Dal Gazzettino di martedì 2 novembre 2010:
CONEGLIANO
[...] «Ogni contributo dato è ponderato e valutato debitamente - afferma il primo cittadino -. L'oculatezza nella spesa è la bandiera di questa Amministrazione comunale che si riscontra nel rispetto costante, nel bene e nel male, del patto di stabilità» Precisazione dovuta per sgombrare il campo da commenti demagogici. Il sindaco Maniero inoltre aggiunge: «il consigliere Buffoni cerca facile pubblicità svilendo e banalizzando iniziative che non solo hanno un notevole seguito ma sono portate avanti seriamente e da lungo tempo dagli organizzatori. La invito quindi ad un comportamento più rispettoso del suo ruolo istituzionale e dei soggetti che operano sul territorio». [...]
Elisa Giraud

Quindi l'Ingegner Maniero, Sindaco di Conegliano, rivendica con forza la bontà della sua scelta e ribadisce che impiegare i vostri soldi, ogni anno, per finanziare il Convegno "Guarigione e Terapie Olistiche" è stata un'ottima idea. Si tratta di un contributo, "ponderato e valutato debitamente".
Si scopre inoltre che condizione sufficiente ad ottenere un finanziamento comunale a Conegliano sia proporre iniziative con "notevole seguito" e "portarle avanti seriamente".
Poco importa che i contenuti dell'iniziativa siano stronzate galattiche.

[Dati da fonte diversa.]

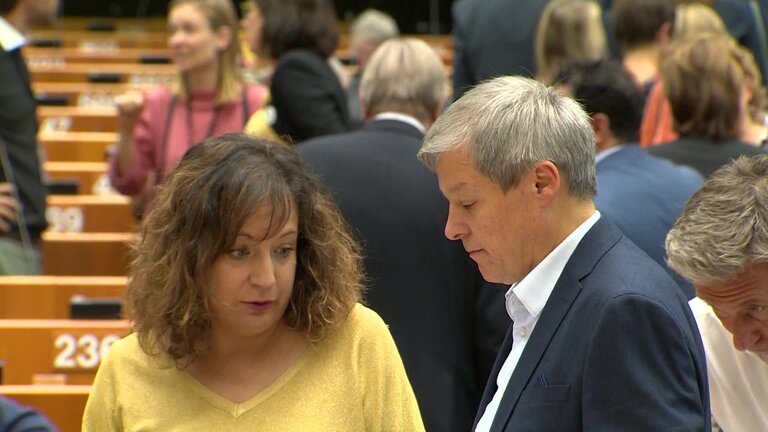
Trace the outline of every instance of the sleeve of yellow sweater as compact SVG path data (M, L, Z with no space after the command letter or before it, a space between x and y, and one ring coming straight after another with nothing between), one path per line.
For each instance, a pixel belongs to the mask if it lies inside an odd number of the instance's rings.
M416 397L387 325L376 312L360 315L360 388L367 432L423 431Z
M121 431L122 425L118 421L118 407L115 403L115 391L118 387L115 383L115 370L118 368L120 357L124 355L121 350L122 341L115 342L104 357L96 372L93 387L88 395L83 414L83 432L97 431Z

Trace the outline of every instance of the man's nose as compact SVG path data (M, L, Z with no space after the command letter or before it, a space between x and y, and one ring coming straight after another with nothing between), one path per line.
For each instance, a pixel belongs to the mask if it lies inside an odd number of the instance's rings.
M745 351L761 339L760 326L752 317L736 318L732 322L733 346L739 351Z
M445 236L448 240L461 240L468 233L467 225L456 217L453 210L448 210L448 220L445 221Z

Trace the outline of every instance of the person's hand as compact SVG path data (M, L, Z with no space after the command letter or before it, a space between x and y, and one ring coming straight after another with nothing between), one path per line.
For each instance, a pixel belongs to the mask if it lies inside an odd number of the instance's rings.
M11 223L16 222L16 214L21 206L13 197L13 186L0 183L0 232L8 232Z
M138 90L129 90L115 96L115 106L117 107L121 131L131 133L139 121L139 115L144 106L144 93Z

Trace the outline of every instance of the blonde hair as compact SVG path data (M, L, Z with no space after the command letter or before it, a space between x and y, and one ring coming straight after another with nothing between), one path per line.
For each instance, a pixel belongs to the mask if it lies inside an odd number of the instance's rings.
M763 106L760 71L752 53L730 36L700 33L675 41L661 63L664 92L680 134L737 138L742 90L750 109Z
M684 39L700 33L727 35L723 20L710 6L701 3L684 3L677 6L672 34Z
M579 60L597 60L608 51L600 5L588 0L554 0L536 27L537 79L554 84L560 68Z
M394 111L431 121L447 94L448 75L440 57L416 38L384 42L360 83L360 97L371 115Z
M168 10L181 5L192 5L208 20L211 31L216 32L222 27L228 28L230 41L224 51L218 53L219 86L216 103L225 104L241 97L243 75L238 65L240 57L240 25L237 20L235 7L230 0L173 0ZM189 97L187 77L179 73L171 84L171 91L182 100Z

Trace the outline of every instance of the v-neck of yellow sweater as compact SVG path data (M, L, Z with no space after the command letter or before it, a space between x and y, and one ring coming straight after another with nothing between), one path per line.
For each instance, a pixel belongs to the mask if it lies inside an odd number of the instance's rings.
M200 398L205 402L218 408L232 417L240 417L247 413L259 404L269 399L273 394L282 389L296 374L303 368L303 366L310 361L310 358L317 351L317 346L313 344L307 345L307 348L301 354L301 356L288 368L282 375L280 375L272 384L267 388L260 391L250 399L241 403L232 402L231 400L219 395L213 390L206 387L203 383L198 381L189 372L181 371L182 380L192 389Z

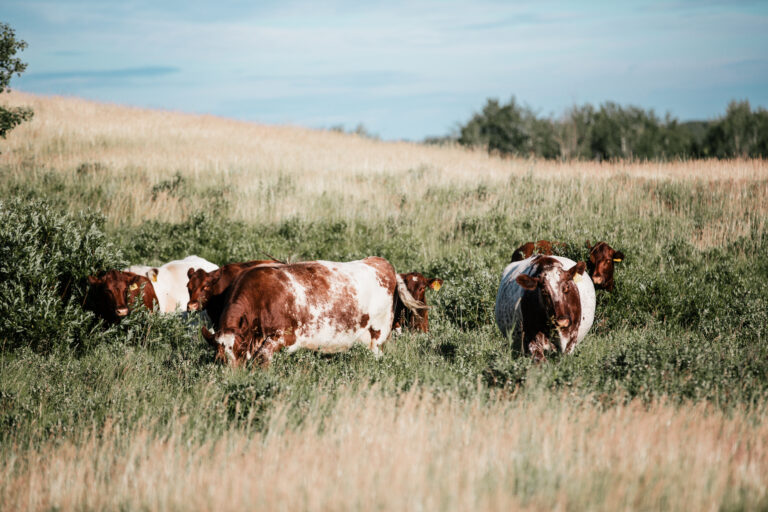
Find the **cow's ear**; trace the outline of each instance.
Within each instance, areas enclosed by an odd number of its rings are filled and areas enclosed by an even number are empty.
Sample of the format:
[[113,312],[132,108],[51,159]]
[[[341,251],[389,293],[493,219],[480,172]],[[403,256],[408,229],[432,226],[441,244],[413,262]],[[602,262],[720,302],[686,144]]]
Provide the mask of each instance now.
[[613,253],[613,261],[616,263],[619,263],[620,261],[624,260],[624,253],[621,251],[614,251]]
[[88,276],[88,284],[94,285],[101,282],[101,279],[99,279],[96,276]]
[[539,279],[528,274],[520,274],[515,281],[526,290],[535,290],[539,286]]
[[440,278],[434,278],[429,280],[429,287],[433,290],[437,291],[440,289],[440,287],[443,286],[443,280]]
[[149,278],[150,281],[152,281],[153,283],[156,283],[157,273],[158,273],[158,270],[156,268],[151,268],[147,271],[147,277]]
[[568,279],[573,279],[574,281],[579,282],[586,269],[586,263],[583,261],[578,262],[570,270],[568,270]]
[[192,267],[189,267],[189,270],[187,270],[187,277],[189,279],[192,279],[192,276],[195,275],[195,269]]
[[592,244],[589,243],[589,240],[587,240],[587,249],[589,249],[590,251],[592,250]]

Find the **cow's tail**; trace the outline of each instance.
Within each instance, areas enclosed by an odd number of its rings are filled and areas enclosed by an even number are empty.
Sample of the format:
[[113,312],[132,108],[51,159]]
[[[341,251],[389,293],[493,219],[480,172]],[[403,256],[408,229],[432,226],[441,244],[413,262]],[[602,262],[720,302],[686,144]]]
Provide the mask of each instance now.
[[417,314],[425,309],[429,309],[429,306],[413,298],[413,295],[408,291],[408,287],[405,285],[403,278],[400,277],[400,274],[396,273],[395,277],[397,278],[397,296],[405,307]]

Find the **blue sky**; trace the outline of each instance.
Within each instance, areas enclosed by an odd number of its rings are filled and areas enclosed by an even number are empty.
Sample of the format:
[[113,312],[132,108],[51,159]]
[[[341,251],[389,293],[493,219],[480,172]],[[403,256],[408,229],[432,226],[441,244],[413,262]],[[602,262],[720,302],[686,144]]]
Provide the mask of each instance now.
[[768,105],[768,1],[3,0],[12,88],[385,139],[488,97],[545,115],[606,100],[710,119]]

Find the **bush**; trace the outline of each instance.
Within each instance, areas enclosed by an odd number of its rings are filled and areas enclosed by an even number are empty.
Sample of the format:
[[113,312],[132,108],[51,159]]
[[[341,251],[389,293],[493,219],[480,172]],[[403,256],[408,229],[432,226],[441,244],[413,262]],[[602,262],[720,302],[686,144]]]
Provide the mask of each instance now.
[[65,214],[44,201],[0,202],[0,340],[45,350],[76,343],[92,322],[85,278],[123,261],[104,218]]

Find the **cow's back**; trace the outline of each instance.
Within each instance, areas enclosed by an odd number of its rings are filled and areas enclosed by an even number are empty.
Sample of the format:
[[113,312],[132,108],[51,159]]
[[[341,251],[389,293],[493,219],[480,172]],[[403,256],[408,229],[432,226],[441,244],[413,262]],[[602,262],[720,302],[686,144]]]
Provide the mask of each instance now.
[[[526,291],[517,284],[517,276],[520,274],[533,275],[537,268],[533,264],[534,257],[524,260],[513,261],[507,265],[501,273],[501,282],[499,290],[496,293],[496,325],[498,325],[502,336],[519,334],[522,321],[521,301]],[[517,331],[517,332],[515,332]]]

L'importante è "portarle avanti seriamente".
Allora, orsù! prendiamo esempio da Manuela Dalla Val e la sua associazione "Oltre l'infinito" e da tutti i suoi collaboratori di quest'anno: la Dottoressa Teresa De Monte e le sue conoscenze omeopatiche, Gian Marco Bragadin e la sua vibrazione dell'Amore cosmico e Lucia Giovannini, l'unica facilatrice di labirinti in Italia. E ancora: la Cronoriflessologia del Dottor Vincenzo Di Spazio medico olistico che "ha scoperto nel 1996 la mappa spinale del Tempo", Nello Ceccon che promette di farci incontrare il nostro animale guida attraverso lo stato sciamanico di coscienza ("alla faccia tua coyote spaziale", aggiungo io), Mirella Pezzato, chinesiologa, Giorgio Cerquetti, "spirito libero"...e tanti altri.
Tutti "ponderati e valutati debitamente". E finanziati (coi me' schei).

PS: Ammetto che comincia a darmi un po' di fastidio non venire minimamente citato per aver sollevato la questione del Convegno, poi rilanciata con un po' di approssimazione dalla Consigliera Buffoni. La "dimenticanza" della citazione della fonte ha avuto come effetto quello di liquidare tutta l'obiezione alla solita sterile polemichetta tra galletti del pollaio municipale.